AMD Threadripper 1950X review - jjuhl
https://arstechnica.com/gadgets/2017/08/amd-threadripper-review-1950x-1920x/
======
pcunite
More cores and NVMe ... now this should be a computing upgrade for me. I'm
currently on an i5-3570K custom build from 2013. ECC is on my _to get_ list as
well. I'll miss the onboard video, however. But not a biggie.

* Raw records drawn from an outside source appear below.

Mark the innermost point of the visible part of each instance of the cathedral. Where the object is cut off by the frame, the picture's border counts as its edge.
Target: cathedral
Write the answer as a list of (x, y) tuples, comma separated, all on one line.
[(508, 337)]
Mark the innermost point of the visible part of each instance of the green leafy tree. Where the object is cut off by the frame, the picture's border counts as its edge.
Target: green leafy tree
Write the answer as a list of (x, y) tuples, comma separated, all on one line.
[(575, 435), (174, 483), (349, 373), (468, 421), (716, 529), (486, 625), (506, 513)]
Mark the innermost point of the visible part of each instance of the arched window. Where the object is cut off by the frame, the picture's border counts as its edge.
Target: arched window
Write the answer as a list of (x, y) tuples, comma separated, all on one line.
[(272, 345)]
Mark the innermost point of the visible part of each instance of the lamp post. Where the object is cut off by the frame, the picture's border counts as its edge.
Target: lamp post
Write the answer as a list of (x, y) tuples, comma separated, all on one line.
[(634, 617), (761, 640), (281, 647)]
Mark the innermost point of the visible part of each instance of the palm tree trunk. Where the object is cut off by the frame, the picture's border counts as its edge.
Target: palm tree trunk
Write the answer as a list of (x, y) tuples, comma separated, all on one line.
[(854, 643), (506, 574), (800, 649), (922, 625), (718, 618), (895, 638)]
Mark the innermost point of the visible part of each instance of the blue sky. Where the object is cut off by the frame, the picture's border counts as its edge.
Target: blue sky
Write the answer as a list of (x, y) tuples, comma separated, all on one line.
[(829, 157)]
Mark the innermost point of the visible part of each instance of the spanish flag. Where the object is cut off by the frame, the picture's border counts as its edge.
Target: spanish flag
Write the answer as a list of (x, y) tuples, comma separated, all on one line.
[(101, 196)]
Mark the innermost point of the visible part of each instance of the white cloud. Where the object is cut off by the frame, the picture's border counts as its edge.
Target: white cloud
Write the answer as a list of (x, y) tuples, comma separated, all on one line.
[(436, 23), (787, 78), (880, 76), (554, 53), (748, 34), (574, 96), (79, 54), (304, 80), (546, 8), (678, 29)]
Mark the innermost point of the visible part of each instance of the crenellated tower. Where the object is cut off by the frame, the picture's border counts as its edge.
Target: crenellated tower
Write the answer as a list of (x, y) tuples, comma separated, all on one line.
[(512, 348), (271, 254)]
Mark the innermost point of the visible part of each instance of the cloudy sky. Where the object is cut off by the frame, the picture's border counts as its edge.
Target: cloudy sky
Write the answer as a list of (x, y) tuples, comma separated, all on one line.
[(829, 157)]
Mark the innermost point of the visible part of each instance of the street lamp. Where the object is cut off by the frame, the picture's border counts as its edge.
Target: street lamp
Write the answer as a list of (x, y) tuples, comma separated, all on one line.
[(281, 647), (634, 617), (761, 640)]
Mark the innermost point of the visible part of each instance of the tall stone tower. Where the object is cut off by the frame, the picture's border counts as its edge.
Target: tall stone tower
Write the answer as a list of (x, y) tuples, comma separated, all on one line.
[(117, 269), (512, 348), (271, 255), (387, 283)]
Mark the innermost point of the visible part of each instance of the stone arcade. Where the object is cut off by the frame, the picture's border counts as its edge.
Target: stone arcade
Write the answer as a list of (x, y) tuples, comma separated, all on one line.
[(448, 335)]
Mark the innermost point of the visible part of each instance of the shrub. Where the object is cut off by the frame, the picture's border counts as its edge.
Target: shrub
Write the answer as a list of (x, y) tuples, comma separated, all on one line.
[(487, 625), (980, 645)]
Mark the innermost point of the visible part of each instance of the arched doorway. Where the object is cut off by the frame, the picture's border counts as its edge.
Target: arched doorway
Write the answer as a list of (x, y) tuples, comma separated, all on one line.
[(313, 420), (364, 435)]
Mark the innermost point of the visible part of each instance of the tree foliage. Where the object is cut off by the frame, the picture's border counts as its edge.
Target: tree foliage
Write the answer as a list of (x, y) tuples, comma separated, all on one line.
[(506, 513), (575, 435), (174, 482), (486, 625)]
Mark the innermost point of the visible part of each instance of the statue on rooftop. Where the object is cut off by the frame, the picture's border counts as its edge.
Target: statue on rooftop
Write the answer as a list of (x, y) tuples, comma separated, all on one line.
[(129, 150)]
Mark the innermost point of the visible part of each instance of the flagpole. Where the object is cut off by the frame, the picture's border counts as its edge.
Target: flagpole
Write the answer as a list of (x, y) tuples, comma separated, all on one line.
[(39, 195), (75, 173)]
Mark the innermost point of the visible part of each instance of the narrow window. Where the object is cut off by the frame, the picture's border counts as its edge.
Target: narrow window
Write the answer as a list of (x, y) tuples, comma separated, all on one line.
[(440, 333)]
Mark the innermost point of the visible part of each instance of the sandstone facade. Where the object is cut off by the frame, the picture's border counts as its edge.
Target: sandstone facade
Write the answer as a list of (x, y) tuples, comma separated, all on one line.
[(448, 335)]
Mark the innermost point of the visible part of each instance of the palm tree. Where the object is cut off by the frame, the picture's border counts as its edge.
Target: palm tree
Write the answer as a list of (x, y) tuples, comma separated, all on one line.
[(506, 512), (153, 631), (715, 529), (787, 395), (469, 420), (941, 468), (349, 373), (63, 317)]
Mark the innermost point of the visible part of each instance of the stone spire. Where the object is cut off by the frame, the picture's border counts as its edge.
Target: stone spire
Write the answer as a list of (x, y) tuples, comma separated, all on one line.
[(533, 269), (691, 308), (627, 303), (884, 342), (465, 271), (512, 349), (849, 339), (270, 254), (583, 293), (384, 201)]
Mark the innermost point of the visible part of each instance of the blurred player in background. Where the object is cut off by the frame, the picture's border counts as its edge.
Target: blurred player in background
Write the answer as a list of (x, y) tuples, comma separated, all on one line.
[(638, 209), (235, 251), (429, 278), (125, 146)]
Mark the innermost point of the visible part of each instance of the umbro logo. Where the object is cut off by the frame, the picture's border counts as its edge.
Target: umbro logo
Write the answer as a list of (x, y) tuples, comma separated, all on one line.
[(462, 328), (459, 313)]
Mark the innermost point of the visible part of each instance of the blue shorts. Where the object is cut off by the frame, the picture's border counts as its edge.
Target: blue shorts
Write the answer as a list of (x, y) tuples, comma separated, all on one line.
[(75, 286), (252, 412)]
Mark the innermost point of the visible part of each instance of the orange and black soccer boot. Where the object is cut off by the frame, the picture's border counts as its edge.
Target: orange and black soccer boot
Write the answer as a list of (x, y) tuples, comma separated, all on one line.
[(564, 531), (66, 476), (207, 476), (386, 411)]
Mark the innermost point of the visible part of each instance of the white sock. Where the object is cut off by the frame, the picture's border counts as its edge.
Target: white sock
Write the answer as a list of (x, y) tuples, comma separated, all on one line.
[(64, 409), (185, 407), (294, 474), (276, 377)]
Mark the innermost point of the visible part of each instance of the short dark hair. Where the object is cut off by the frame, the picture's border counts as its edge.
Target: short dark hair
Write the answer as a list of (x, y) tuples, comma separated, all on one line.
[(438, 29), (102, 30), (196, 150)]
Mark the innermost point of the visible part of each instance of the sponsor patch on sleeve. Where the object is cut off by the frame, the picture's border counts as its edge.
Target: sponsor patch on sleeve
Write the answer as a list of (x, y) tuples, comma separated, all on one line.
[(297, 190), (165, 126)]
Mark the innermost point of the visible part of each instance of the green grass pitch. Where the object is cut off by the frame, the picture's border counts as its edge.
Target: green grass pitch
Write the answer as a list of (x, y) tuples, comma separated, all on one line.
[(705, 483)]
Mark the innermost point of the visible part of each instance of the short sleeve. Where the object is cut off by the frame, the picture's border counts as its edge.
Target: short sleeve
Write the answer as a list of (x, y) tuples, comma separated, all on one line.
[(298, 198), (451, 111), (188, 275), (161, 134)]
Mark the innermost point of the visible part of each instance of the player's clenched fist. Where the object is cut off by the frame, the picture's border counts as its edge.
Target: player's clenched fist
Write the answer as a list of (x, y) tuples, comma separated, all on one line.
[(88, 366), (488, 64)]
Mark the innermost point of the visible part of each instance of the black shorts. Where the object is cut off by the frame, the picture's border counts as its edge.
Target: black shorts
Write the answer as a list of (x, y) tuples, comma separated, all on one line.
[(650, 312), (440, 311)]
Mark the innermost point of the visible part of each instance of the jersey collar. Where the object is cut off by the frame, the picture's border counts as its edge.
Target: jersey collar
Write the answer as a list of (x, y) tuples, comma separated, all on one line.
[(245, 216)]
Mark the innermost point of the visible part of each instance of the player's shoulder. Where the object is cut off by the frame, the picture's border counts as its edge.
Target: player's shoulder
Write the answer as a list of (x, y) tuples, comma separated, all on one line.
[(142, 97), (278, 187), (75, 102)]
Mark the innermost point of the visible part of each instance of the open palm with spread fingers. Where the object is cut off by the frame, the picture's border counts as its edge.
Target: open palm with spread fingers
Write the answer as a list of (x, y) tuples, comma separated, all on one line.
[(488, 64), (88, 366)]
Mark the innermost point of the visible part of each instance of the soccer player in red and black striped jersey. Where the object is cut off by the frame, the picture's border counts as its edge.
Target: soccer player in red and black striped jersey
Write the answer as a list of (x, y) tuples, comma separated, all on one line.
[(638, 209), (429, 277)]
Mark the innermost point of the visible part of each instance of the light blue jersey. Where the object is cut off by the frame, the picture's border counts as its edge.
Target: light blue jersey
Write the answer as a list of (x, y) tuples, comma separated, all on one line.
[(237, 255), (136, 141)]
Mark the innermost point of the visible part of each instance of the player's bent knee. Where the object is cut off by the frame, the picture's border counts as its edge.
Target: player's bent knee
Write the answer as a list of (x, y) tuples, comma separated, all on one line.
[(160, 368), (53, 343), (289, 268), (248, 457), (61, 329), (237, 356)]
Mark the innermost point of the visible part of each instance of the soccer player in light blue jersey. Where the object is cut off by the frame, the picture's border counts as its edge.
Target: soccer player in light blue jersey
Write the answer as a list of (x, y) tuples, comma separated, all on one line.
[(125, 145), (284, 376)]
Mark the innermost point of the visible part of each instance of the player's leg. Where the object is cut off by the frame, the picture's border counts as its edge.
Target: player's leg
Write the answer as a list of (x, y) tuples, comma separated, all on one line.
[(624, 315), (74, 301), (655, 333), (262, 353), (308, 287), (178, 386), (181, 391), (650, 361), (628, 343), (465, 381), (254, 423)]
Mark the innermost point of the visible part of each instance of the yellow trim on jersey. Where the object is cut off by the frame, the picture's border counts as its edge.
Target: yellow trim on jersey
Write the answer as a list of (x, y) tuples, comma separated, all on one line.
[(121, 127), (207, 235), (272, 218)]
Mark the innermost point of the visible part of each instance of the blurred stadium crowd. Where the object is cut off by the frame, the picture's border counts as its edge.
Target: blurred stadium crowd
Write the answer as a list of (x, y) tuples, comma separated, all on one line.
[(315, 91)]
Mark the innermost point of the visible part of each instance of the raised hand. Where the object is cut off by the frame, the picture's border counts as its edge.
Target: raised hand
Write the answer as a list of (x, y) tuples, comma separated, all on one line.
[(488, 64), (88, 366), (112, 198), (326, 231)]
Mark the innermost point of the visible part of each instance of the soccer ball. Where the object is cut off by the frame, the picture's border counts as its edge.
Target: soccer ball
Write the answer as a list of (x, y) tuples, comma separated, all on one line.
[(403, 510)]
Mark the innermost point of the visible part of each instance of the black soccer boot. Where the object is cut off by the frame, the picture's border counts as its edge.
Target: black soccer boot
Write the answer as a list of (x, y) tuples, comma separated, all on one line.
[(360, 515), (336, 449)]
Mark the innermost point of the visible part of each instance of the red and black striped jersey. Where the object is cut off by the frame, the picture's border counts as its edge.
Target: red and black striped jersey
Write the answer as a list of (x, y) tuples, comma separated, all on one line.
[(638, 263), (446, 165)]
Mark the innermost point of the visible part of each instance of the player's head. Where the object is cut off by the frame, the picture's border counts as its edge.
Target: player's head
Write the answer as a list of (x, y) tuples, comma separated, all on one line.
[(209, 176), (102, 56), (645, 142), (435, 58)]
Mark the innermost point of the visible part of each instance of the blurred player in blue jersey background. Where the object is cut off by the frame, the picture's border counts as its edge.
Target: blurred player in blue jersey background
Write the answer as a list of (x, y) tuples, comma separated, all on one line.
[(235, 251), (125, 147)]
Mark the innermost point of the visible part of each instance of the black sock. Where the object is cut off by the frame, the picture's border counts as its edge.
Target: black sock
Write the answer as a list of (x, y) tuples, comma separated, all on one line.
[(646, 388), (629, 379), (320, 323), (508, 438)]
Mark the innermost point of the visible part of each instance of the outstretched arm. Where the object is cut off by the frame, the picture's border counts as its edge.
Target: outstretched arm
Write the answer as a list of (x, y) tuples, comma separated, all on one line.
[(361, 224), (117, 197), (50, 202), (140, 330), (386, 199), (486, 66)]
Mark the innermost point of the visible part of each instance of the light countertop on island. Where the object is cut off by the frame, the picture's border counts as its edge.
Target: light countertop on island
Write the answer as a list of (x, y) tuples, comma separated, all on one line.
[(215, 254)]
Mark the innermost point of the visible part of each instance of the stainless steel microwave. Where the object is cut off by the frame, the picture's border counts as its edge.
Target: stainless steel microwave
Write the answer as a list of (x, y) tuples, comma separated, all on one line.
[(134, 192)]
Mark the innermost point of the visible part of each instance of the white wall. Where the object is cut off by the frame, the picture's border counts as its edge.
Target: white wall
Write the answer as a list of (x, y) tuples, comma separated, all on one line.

I would really like to be able to test one of these things before buying. I
want to know how much faster _my workloads_ will be when doing the following:

* C++ compiles times in VS2015

* Sony Vegas render to an AVI file using Lagarith

* Handbrake render AVI to MP4

* Output Canon Raw files using Canon DPP

* Resize JPG files using FastStone Photo Resizer

* Search NVMe drives using FileSearchEX

* Running VMWare Workstation guests and their applications (Exchange Server, OS installs, etc.)

------
olegkikin
I would really want to see a comparison with the previous generation Xeons,
which do drop in price much faster than the consumer CPUs. I feel like higher-
core ones will beat 1950X at tasks that multithread well.

Examples:

18-core Xeon E5-2686 v4 = $450
([http://www.ebay.com/itm/172668300615](http://www.ebay.com/itm/172668300615))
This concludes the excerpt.